A review subagent with live-DB access needs an explicit probe budget

Problem

You dispatch a general-purpose subagent to review a PR or verify findings, and it has live database / cloud / Bash access. Unprompted, it does the thorough thing: re-derives every claim from scratch, running expensive exploratory queries (full-window joins, multi-date sweeps, dry-runs). Two failure modes follow:

It runs very long (20–40+ min of wall time on heavy probes), far past what the review needs.
It can socket-close mid-run. The Agent tool returns API Error: The socket connection was closed unexpectedly with a non-zero tool_uses count but no final assistant message — so the agent did real work (11, 20 tool calls) but its verdict was never delivered. The output is lost, and it is not resumable from the orchestrator unless a SendMessage/continue tool is available (often it is not). You've burned the tokens and the wall-clock for nothing.

The root cause is that an unbounded reviewer treats "review this change" as "independently re-establish the entire ground truth," which is exactly the slow, fragile thing — when the orchestrator has usually ALREADY established that ground truth and just needs a second pair of eyes on the diff.

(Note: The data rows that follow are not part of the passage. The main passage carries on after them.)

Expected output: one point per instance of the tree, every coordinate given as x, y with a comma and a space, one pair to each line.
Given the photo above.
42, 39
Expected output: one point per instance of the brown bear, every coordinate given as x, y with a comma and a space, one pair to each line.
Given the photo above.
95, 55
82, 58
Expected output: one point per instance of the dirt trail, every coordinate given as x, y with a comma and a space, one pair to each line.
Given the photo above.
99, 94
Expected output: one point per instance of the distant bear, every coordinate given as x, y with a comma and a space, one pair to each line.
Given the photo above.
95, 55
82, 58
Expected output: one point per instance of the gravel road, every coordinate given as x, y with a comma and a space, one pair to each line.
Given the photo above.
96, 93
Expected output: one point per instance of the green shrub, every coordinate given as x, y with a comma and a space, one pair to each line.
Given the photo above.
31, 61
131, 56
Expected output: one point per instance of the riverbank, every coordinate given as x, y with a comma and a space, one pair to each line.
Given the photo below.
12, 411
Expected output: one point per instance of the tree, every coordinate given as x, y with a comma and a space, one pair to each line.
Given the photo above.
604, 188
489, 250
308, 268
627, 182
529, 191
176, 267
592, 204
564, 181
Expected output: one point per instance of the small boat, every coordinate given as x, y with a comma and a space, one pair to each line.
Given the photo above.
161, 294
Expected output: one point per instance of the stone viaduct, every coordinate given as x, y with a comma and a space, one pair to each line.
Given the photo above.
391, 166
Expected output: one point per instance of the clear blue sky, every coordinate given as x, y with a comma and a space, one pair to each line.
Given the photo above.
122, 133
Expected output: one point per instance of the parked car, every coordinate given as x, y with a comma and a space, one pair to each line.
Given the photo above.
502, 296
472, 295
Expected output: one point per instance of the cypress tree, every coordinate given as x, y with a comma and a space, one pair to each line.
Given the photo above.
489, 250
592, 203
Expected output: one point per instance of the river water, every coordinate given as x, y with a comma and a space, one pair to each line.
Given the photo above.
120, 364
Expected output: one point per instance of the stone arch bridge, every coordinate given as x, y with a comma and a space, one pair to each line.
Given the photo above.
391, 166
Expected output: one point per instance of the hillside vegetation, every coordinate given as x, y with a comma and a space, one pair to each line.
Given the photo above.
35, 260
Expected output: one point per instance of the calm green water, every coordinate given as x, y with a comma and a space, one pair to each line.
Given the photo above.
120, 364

Context / Trigger Conditions

About to dispatch a code-review / verification / research agent with BigQuery / gcloud / psql / Bash.
An Agent result shows API Error: The socket connection was closed unexpectedly plus tool_uses: N (>0), subagent_tokens: 0, and no Strengths/Issues/Assessment in the output.
A dispatched reviewer has no return after ~20–30 min.
You (orchestrator) already ran the expensive live probes and confirmed the numbers in the PR body.

Solution

Bound review/verify subagents explicitly in the dispatch prompt:

Hard budget: "Target under ~6 minutes, ≤8 tool calls." A reviewer with a budget self-limits to the high-value checks.
Forbid the expensive re-derivation: "Do NOT run BigQuery probes / multi-table joins over date ranges. I already verified — your job is the STATIC diff review + run only the fast unit test (pytest …)." Hand it the ground truth as given facts to sanity-check cheaply, not to reproduce.
Prefer several short bounded agents over one open-ended one — diversity of lens at low per-agent risk; if one socket-closes you still have the others.
On a socket-close: capture the returned agentId. If a SendMessage/continue tool exists, try resuming for just the verdict (no new probing). If not, re-dispatch a fresh bounded agent — do not assume the lost agent "basically finished."

Verification

The bounded re-dispatch returns a full verdict quickly (minutes, not tens of minutes) and does not socket-close. A pure-docs review can finish in <1 min / ~4 tool calls.

Example

Two parallel review agents were dispatched with live-BQ access to verify an ML-pipeline PR and told to "adversarially verify my claims." Both ran ~34 minutes (11 and 20 tool calls of BQ probing) and both returned API Error: The socket connection was closed unexpectedly with zero verdict — output lost, not resumable (SendMessage unavailable). Re-dispatched with "≤8 tool calls, <6 min, do NOT run BQ probes (I already validated the delta/unmapped-code/serving checks), review the diff statically + run the fast pytest" → both returned clean structured verdicts in ~12–13 min; a later docs-only review returned in 28s / 4 tool calls.

Notes

Distinct from [[subagent-watchdog-stall-on-ui-template-track]]: that is a UI/template agent killed by the 600s no-output watchdog, fixed by going inline. This is a DB-access agent that socket-closes after a long live-probe run, fixed by bounding the probe budget (the work IS streaming output, so the watchdog isn't the trigger — the transport drop is).
The asymmetry that makes bounding safe: the orchestrator has already done the expensive verification (that's why it's confident enough to merge); the reviewer's value is the independent read of the DIFF and a cheap sanity-check of the headline numbers, not a full re-derivation.
Pairs with the project norm "review every non-trivial PR before merge" — bounding makes that norm cheap and reliable instead of a coin-flip on whether the agent returns.
See also: [[code-reviewer-subagent-no-bash-blocked-on-pr-diff]], [[finding-verification-live-bq-triple-probe]], [[subagent-external-wait-orchestrator-takeover]].